Conan can model the visibility with even more control than cmake at the package level. But it is true that components have other scope, in this case, when some visibility of the headers is done for one component, then that visibility is defined at the "package" level, it is not possible to constraint the visibility of those headers for components transitivity.

Perhaps put this on the radar for the future?
There might be an opportunity to add support for this in some future conan release?

So far, it doesn't seem possible. That would imply to extend the traits model to the components, and that sounds too excessive for the value, bringing a ton of complexity for some relatively small protection against user errors, that wouldn't even work for all build systems (other build systems doesn't have the same targets visibility feature). Maybe after the CMakeDeps pending revamp with new targets, we might want to reconsider the possibility, but at the moment this wouldn't be planned.

But, my question is, are the repeated libraries going to cause a problem with the linker?

I think that for most modern linkers it shouldn't be a big issue, but this is not guaranteed.

I would have to be careful to append all the libs to all the dependent modules, but I think it can be done in my case. There is a whole tree of component dependencies, so it isn't so simple as this example.

The question is: is it really worth it? Conan 1 has served well for many years without any protection/hiding of transitive headers at all. All headers of all packages were always visible to the consumers.
It is true that developers might from time to time do errors and include a transitive components that was not explicitly required. But in practice this wouldn't be a huge problem, yes, components might evolve in future versions, and removing a component that got some headers transitively included by consumers without being explicitly required might happen. But how often?

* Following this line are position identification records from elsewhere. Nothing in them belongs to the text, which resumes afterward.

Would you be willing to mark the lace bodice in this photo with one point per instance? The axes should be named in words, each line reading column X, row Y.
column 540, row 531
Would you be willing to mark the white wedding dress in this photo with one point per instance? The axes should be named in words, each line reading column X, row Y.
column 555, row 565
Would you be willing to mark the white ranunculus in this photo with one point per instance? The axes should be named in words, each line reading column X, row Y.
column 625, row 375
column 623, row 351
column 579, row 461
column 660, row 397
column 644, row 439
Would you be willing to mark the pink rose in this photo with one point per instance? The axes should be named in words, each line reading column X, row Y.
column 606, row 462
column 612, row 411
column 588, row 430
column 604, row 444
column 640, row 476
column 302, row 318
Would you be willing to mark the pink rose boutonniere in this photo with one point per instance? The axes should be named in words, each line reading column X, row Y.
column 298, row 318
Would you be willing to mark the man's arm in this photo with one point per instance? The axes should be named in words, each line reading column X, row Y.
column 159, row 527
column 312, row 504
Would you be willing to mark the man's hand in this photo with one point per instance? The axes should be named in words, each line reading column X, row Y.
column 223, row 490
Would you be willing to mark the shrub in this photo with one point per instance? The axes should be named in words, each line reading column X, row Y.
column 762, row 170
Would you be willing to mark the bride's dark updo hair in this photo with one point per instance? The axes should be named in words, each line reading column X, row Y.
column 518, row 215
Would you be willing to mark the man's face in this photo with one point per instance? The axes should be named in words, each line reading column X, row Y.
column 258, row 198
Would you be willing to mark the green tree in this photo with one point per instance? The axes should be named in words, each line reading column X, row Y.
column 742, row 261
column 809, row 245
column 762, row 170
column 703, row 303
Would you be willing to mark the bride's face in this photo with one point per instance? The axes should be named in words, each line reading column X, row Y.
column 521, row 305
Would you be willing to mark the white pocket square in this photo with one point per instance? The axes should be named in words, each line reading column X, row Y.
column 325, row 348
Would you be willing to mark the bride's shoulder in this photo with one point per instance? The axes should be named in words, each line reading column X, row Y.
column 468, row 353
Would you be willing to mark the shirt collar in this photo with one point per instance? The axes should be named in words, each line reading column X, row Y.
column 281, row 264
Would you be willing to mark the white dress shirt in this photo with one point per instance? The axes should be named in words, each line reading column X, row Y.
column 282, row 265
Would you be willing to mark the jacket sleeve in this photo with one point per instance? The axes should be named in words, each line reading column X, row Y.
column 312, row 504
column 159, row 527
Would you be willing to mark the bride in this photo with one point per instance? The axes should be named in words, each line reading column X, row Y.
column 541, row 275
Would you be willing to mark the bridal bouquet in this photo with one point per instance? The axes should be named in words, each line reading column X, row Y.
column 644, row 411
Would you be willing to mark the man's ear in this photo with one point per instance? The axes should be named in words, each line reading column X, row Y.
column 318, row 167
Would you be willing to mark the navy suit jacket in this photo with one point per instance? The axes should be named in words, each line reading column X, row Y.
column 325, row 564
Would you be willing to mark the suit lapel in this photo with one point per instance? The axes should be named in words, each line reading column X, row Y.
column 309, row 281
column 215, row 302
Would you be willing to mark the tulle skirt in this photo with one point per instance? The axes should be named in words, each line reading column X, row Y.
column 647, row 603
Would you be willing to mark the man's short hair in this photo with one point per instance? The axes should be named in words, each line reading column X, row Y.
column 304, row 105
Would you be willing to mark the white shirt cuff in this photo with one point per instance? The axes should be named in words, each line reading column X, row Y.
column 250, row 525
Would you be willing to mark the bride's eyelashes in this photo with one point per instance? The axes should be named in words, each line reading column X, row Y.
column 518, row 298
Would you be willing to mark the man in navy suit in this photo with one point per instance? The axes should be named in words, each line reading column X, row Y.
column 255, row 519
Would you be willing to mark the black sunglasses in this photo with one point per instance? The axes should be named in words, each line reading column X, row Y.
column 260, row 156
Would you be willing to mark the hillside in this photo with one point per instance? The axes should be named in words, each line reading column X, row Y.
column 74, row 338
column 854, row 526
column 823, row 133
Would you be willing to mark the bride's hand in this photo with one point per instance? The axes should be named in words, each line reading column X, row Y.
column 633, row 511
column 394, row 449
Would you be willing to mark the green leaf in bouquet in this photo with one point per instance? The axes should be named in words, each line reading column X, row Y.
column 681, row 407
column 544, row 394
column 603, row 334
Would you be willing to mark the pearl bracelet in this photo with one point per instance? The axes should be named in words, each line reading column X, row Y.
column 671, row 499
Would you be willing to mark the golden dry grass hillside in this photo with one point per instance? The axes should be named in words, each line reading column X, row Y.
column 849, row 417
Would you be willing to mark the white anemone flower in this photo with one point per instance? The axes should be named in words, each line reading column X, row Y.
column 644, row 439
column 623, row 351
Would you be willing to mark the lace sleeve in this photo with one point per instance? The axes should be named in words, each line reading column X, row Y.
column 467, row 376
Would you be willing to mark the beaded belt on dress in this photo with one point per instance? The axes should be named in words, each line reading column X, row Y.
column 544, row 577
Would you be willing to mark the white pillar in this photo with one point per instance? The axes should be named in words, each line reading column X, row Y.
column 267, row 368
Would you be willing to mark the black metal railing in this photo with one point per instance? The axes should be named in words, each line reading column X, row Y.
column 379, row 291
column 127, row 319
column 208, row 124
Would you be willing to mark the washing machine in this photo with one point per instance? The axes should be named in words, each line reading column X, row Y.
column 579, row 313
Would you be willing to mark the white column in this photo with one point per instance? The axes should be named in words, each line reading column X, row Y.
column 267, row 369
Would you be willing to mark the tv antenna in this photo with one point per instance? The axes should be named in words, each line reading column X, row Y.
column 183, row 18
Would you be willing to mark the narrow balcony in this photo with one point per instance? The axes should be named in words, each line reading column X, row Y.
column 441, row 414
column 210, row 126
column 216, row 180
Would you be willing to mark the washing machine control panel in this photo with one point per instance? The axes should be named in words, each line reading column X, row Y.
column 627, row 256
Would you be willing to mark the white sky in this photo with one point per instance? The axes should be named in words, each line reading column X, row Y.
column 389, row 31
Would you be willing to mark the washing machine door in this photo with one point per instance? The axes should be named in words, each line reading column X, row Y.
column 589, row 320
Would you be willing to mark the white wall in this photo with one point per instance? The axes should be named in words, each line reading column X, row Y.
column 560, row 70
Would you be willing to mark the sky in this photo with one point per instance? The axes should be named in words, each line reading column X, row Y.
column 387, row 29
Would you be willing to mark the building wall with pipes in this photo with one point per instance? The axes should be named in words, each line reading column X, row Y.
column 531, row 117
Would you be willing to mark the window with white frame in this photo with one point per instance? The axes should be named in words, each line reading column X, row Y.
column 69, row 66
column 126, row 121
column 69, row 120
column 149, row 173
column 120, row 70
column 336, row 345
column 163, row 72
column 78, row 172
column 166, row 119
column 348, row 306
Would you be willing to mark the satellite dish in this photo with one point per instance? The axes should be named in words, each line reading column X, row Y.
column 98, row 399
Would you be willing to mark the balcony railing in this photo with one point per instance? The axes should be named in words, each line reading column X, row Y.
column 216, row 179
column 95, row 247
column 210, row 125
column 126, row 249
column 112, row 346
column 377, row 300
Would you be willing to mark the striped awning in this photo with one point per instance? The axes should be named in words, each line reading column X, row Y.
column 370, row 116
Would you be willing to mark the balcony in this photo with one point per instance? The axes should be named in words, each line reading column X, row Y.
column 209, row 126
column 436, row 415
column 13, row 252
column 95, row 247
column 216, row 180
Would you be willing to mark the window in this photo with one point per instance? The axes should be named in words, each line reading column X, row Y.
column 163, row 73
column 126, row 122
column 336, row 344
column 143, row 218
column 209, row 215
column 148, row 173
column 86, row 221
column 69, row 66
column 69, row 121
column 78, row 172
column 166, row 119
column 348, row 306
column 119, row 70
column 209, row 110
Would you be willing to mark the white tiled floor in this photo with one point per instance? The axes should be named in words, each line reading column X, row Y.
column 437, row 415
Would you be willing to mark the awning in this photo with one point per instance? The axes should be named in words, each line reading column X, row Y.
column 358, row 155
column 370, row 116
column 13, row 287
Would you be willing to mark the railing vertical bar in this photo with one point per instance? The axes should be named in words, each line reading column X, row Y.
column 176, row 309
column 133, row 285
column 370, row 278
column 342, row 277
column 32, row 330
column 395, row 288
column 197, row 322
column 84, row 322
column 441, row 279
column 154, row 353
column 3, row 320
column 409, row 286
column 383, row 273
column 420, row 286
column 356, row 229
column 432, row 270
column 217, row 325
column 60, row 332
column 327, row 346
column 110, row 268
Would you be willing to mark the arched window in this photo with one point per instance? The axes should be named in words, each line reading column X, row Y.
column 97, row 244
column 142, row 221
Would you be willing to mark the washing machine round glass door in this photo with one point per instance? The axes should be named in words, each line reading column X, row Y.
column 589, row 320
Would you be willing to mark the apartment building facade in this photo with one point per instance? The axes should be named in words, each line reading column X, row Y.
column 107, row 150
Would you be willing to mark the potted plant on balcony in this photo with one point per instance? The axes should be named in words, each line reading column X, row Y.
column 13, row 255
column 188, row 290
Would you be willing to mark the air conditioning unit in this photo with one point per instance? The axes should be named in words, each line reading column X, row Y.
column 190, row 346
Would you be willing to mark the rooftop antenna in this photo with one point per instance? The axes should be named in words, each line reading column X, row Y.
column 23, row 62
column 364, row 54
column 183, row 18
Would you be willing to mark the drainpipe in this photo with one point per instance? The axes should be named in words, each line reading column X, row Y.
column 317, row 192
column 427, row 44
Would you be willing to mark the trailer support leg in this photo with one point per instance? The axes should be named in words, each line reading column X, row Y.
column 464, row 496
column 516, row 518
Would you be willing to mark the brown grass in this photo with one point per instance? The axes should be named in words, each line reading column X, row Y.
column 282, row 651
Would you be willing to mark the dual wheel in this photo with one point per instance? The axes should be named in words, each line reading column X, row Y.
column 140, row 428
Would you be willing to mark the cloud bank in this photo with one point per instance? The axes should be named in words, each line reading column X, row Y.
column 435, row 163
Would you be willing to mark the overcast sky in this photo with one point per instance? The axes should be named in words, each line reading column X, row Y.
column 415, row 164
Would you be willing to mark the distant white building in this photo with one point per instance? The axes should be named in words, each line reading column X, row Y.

Is it really worth the complexity added to the recipes and other possible issues that could derive from this complexity? In my experience, it is typically not worth it, and other processes, like code reviews might also further reduce the issue.

Does conan/cmake/others automatically simplify those lists?

No, Conan does not simplify/collapse or remove duplicates from those lists. Sometimes, when there are circular dependencies, some linkers might actually need the repetition of some libraries.

[paulharris]

Ok thanks, will accept the limitations and hope for the future.